When we voted on a theme for the last national conference, the choices came down to “Ephesians: Verse-by-Verse” and “Systematic Theology.”
Ephesians won by a nose.
I’ve always been a systematic theology guy. I have well over fifty such theologies in my office and more at home. I like thinking about the big picture and trying to understand how it all fits together. I believe coherence is a criterion of truth, and it’s easier to see if your beliefs cohere when you can put them in a system.
Even though there are many systematic theologies, I think we need another.
So far as I know, there is no explicitly Free Grace systematic theology. Yes, several are certainly Free Grace-friendly (e.g., Chafer, Ryrie, Baker, Cambron, Webb), but none are self-consciously Free Grace, and none were written in light of the Free Grace debates of the last 30 years.
So there’s a need.
Moreover, we need a systematic theology that is accessible to the common believer.
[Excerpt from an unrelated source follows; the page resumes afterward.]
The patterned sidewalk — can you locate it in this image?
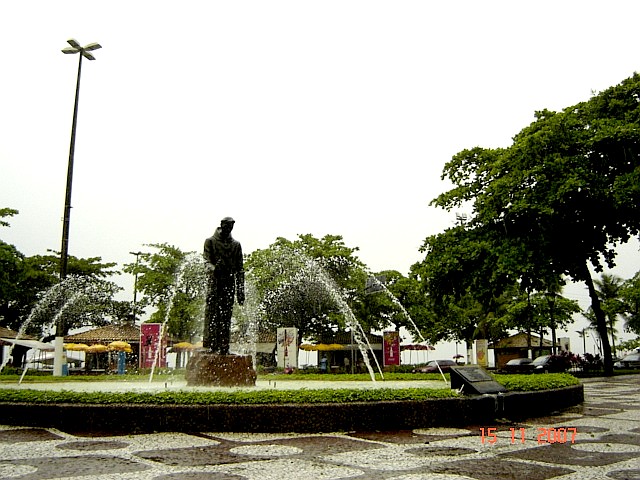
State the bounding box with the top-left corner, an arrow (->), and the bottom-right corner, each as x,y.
0,375 -> 638,480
Most people use these books for reference, not for daily use. What if a systematic theology was written in a devotional format? That’s what I’m thinking—take the next couple of years to write a 300-400 word devotional every day, to cover each division of systematic theology in a way my grandmother or sister or lawn-guy can understand and would give them a bird’s eye view of Christian theology.
I’ve been pondering the divisions within systematic theology. The standard few just won’t do. So I’ve made an expanded list. I’m not sure of the order yet, but here’s what I have so far:
- Bibliology (The Bible)
- Epistemology (Theory of Knowledge)
- Theology (God the Father)
- Christology (God the Son)
- Pneumatology (God the Holy Spirit)
- Angelology (Angels)
- Demonology (Fallen Spirits)
- Anthropology (Man)
- Hamartiology (Sin)
- Soteriology (Salvation)
- Misthology (Rewards)
- Israelology (Israel)
- Ecclesiology (The Church)
- Basileiology (The Theocratic Kingdom)
- Eschatology (The Last Things)
- Cosmology (Creation)
If I write a one-year devotional, some of these topics will take up an entire month to cover, and that’s only at an introductory level (e.g., Theology, Christology, Soteriology). Some will be half-months (Angelology). Hopefully by this time next year, if I work systematically, I’ll have something worth reading. But while I plan to be dogmatic about the subject, I don’t want to be too dogmatic about the deadline.